An old client of mine came to visit me this week with her new service dog because he is behaving aggressively toward unfamiliar (outside of his pack) dogs. We talked for a long time about the service training is currently receiving. She informed me that he is attending a group class currently but recently has been asked not to return because of his disruptive behavior around the other dogs. She detailed all of the ways they have tried to get him over his fear-based aggressive behavior toward other dogs for the last several months. Taking the advice of service dog trainers they have tried to distract him with hot dogs in the presence of other dogs. My client explained to me how he would eat the slice of hot dog and immediately return to his aggressive behavior. The client also told me that at the last group class he attended a trainer removed him from the presence of other dogs, taking him into an empty room, every time he reacted negatively to the other dogs for 90 minutes to no avail. (You’ve probably seen this technique on a certain dog training show.) My client is not allowed to use a prong collar in this service dog training class and I think it goes without saying they also ban remote training collars. So, during our meeting I put a prong collar on him and gave him a correction that was sharp enough to override his emotions that were causing his aggressive behavior to the first dog to which we introduced him. He did not behave aggressively for the rest of our time together as we introduced three new dogs to him. Instead, he sat quietly, looking to me for instruction.
We know aggressive, high-strung, nervous behaviors are not ideal traits for a service dog. But the problem is she paid for him, she trained him, he’s a great help to her around the house and at doctor’s appointments. She’s not getting rid of him and I agree with her. I don’t think it’s fair to discard him and I don’t think it’s time to throw up our hands and just relegate him to a service dog at home only. About once a year I get a call to help someone with their service dog who’s behavior is disruptive to the service they are capable of performing or in general causes problems with regular life activity. These clients have been indoctrinated by their service dog trainers to not use certain types of corrective measures. In some cases there are service dog trainers that are comfortable with correction just not prong collars or remote training collars. The problem is my clients are not seeing results and are forced to say “this is as good as it’s going to get”.

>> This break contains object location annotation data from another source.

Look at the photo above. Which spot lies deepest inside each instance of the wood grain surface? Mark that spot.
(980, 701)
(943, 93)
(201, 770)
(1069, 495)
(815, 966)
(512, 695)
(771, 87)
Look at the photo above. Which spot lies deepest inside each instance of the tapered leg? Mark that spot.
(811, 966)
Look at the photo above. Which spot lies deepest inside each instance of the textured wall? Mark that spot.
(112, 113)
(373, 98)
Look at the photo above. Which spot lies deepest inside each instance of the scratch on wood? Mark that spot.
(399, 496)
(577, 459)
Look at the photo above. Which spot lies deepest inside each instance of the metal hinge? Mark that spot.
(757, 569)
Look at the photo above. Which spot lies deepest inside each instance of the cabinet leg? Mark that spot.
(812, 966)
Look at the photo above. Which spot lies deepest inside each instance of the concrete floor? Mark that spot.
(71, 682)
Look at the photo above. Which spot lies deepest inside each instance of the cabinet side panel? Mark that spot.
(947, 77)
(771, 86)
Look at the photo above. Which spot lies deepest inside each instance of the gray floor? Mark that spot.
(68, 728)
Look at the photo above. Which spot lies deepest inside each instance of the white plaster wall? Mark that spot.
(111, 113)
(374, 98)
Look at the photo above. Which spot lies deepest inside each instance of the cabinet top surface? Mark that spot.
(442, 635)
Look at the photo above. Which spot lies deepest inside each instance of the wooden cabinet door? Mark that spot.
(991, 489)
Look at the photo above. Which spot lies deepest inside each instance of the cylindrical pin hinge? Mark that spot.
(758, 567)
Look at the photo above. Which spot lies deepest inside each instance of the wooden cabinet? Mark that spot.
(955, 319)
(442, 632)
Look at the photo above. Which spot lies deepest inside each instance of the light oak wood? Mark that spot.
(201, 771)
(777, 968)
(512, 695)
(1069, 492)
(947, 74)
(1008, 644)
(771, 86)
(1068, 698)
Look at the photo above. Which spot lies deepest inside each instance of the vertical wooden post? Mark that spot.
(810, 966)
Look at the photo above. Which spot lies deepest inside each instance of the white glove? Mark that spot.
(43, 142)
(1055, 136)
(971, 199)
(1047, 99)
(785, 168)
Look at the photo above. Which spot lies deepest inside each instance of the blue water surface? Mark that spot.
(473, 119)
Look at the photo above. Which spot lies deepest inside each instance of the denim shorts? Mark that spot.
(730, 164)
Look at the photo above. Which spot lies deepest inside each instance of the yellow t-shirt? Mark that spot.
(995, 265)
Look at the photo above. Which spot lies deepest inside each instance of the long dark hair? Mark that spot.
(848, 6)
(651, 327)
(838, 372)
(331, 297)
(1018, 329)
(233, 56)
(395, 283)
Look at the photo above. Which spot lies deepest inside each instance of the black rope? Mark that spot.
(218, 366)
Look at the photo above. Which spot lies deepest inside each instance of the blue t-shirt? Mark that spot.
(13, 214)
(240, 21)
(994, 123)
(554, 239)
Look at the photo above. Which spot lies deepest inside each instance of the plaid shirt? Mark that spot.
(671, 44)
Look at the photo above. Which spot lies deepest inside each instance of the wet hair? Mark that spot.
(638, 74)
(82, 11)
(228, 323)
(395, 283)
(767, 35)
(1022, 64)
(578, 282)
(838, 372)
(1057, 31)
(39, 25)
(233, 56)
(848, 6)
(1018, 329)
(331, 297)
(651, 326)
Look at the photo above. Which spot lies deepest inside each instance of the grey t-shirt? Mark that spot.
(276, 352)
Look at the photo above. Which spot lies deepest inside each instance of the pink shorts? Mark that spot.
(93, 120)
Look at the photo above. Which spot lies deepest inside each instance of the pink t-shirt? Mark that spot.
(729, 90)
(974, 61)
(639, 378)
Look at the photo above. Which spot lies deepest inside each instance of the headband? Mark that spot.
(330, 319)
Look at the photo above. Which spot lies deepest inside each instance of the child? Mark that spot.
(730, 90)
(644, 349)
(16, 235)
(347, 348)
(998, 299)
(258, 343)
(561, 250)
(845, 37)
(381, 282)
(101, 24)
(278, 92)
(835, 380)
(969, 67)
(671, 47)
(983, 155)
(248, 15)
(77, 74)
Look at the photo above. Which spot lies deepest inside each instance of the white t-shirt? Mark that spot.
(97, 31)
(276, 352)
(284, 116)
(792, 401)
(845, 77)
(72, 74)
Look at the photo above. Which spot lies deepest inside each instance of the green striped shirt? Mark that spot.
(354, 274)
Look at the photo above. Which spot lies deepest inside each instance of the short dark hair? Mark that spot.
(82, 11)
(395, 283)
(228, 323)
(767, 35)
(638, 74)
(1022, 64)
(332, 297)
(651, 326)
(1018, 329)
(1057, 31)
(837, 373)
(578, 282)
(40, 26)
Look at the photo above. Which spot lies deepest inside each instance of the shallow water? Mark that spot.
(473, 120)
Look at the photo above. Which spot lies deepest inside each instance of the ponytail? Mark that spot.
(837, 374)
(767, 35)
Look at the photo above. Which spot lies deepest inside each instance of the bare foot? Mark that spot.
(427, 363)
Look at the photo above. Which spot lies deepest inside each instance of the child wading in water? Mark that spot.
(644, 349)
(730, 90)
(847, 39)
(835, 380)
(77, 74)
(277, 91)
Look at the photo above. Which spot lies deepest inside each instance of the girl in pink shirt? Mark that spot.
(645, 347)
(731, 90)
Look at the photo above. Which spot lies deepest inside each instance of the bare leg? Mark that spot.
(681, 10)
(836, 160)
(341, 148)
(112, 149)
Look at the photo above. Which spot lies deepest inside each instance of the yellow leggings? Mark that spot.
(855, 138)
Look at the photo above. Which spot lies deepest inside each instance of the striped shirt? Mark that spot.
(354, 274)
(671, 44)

I believe service dog trainers would be a greater help to their clients if they would learn to use all tools at our disposal properly so that each service dog can reach its potential. I think when it comes to training tools, whether positive-reinforcement tools or corrective tools, less is more and most service dogs-in-training don’t need strong corrective measures but when you’ve run out of options for correcting seriously disruptive or dangerous behavior its time to consider methods that aren’t mentioned in the textbook before we give up on these dogs.